Ricordo benissimo quanto mi sentissi solo quando non conoscevo ancora mia moglie e mi consideravo l'unico erede dei Masen. È incredibile ora avere una famiglia numerosa: dei genitori amorevoli e dei fratelli, così come una moglie e un figlio. Facciamo due.
Bella era incinta, cinque anni fa. Il suo ritardo non era dipeso dallo stress ma perché era incinta. Non poteva esserci notizia migliore di questa.
Mio figlio Garrett è nato sette mesi dopo quella scoperta, nascendo prematuro. Ero un po' spaventato dalla cosa ma non c'era nulla di cui preoccuparsi. Il bambino era la copia sputata di sua madre: sempre affamato e sempre a parlare. Che emettesse quegli adorabili grugniti tipici dei bambini o mi facesse dei veri e propri discorsi che comunque capiva soltanto lui, parlava sempre. E io gli sorridevo come uno scemo.
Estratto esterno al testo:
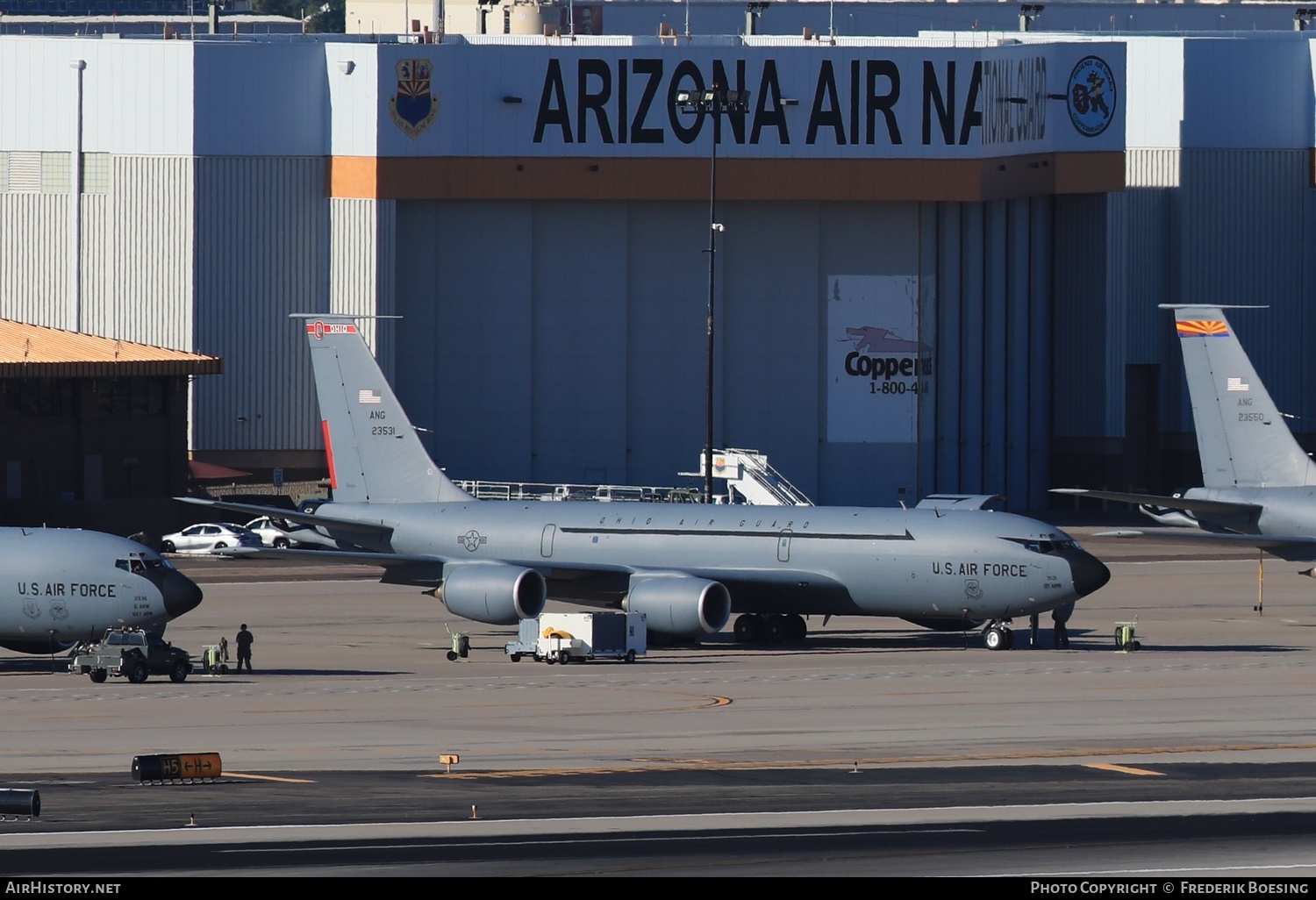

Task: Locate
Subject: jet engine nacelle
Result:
[621,575,732,637]
[434,563,549,625]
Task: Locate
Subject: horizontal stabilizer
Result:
[1052,489,1261,516]
[1092,531,1316,562]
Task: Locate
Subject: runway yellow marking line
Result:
[420,744,1316,779]
[1086,763,1165,775]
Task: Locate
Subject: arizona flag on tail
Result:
[1176,318,1229,337]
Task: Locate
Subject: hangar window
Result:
[94,378,165,418]
[83,153,113,194]
[4,378,74,416]
[5,150,41,194]
[41,152,70,194]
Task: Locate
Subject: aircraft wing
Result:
[174,497,394,537]
[1092,531,1316,562]
[211,547,455,584]
[1050,489,1261,516]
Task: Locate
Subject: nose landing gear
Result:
[983,618,1015,650]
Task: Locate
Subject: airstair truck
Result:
[505,612,647,666]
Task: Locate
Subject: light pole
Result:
[676,82,749,503]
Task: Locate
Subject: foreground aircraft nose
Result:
[161,568,202,618]
[1066,550,1111,597]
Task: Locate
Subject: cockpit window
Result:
[1005,539,1081,555]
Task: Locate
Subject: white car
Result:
[161,523,261,553]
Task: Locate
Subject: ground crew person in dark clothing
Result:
[1053,603,1074,650]
[234,623,255,673]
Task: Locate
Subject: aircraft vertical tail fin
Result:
[1165,304,1316,489]
[295,315,473,503]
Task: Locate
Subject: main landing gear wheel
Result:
[736,613,763,644]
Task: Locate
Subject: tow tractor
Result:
[504,612,647,666]
[68,628,192,684]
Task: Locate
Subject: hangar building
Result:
[0,32,1316,510]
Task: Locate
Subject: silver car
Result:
[161,523,261,553]
[247,516,307,550]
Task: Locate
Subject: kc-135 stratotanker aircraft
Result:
[181,315,1110,649]
[1053,304,1316,561]
[0,528,202,654]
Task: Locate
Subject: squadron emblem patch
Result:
[1066,57,1119,137]
[389,60,439,141]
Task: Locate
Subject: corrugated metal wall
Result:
[920,197,1053,510]
[0,157,192,350]
[0,194,68,328]
[395,200,1052,510]
[92,157,195,352]
[194,157,329,450]
[329,197,397,379]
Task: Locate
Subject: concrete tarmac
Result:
[0,529,1316,873]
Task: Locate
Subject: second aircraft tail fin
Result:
[1166,305,1316,489]
[295,315,473,503]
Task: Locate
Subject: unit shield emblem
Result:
[1066,57,1119,137]
[389,60,439,141]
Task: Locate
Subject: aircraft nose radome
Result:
[161,571,202,618]
[1070,553,1111,597]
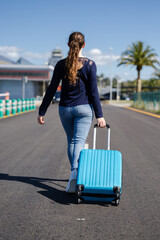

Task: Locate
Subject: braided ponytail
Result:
[66,32,85,85]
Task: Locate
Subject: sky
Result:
[0,0,160,81]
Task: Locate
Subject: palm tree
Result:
[118,41,159,92]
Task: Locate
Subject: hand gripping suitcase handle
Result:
[93,124,111,150]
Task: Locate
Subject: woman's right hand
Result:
[97,117,106,128]
[37,116,45,125]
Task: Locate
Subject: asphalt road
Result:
[0,105,160,240]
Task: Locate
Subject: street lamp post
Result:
[22,76,28,99]
[109,47,113,100]
[117,78,121,101]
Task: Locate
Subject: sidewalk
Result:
[105,100,133,107]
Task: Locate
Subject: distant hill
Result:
[0,55,16,64]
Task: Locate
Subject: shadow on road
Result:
[0,173,75,205]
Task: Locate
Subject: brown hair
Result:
[66,32,85,85]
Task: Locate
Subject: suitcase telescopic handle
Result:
[93,124,111,150]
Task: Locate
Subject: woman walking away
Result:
[38,32,106,193]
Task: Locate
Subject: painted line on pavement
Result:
[0,109,36,120]
[124,107,160,118]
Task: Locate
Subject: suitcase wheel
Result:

Bella era partita per la tangenziale.
Se non fosse stato mio figlio, con molta probabilità sarei stato geloso di quel bambino dalle adorabili fossette, gli occhi marroni e i capelli bronzei come i miei. Era l'unica cosa che ha preso da me. Ma io ero così orgoglioso quando dicevano, testuali parole: "è la tua copia sputata, Bella". Lei arrossiva, io sorridevo mostrando tutti i miei denti, quasi.
La cosa negativa, l'unica, era che quel bambino è stato viziato. Sempre in braccio a qualcuno, sempre pieno di regali da parte di chiunque, sempre al centro dell'attenzione.
Una parte di me si odiava, l'altra non riusciva a resistere al pianto disperato di mio figlio. E Bella ha sempre detto d'altronde che i suoi figli sarebbero stati viziati. Nemmeno lei riusciva a rifiutargli qualcosa.
Sapevamo che era una brutta cosa ma fino a quando sarebbe stato piccolo, non c'erano problemi. Adesso che ha cinque anni, le cose iniziano a cambiare. Anche se il pianto di un'ora di Garrett mi strazia l'anima. Alla fine è per il suo bene.
L'unica cosa su cui non ho mai cambiato idea è il farlo dormire nel nostro letto. Poteva certamente dormire nella nostra camera da letto ma nel suo lettino. Qualche volta ho ceduto solo per Bella, perché lei lo voleva vicino. Ho già detto che lei ha sempre saputo che i suoi figli sarebbero stati viziati?
La verità è che non potevo certamente lamentarmi, e neanche volevo.
Le cose con i miei veri genitori e i miei fratelli andavano sempre meglio. Era stato difficile riuscire a vedere altre figure come mamma e papà quando avevi pianto e soffrivi ancora dentro per la morte di coloro che hai sempre considerato tali, ma con l'aiuto di Bella le cose sono migliorate.
Sono stato sincero quando le ho rivelato che non le avevo detto nulla per non farla preoccupare di quelli che io consideravo semplici sospetti, ma a ben pensarci, se potessi ritornare indietro, le direi tutto.
Avevo bisogno di lei, solo non volevo che non dormisse la notte come facevo io. Non ho pensato invece che è successo l'esatto opposto di quello che volevo perché senza saperlo la facevo soffrire.
Avevo poi sempre affrontato qualsiasi problema da solo, senza l'aiuto di nessuno. Non ero ancora capace di dividere pesi e pensieri con una figura al mio fianco, anche se mia moglie.
Sono stato un'idiota ma mia moglie ha capito che l'ho fatto innocentemente e mi ha perdonato. Alle volte penso sia troppo buona, ma alla fine l'amo anche per questo.
Salto sul sedile quando giungiamo a destinazione. «Va bene, si fermi qui» ordino al tassista. Prendo dalla tasca dei pantaloni tre banconote e senza nemmeno vedere quanti soldi sono glieli lancio.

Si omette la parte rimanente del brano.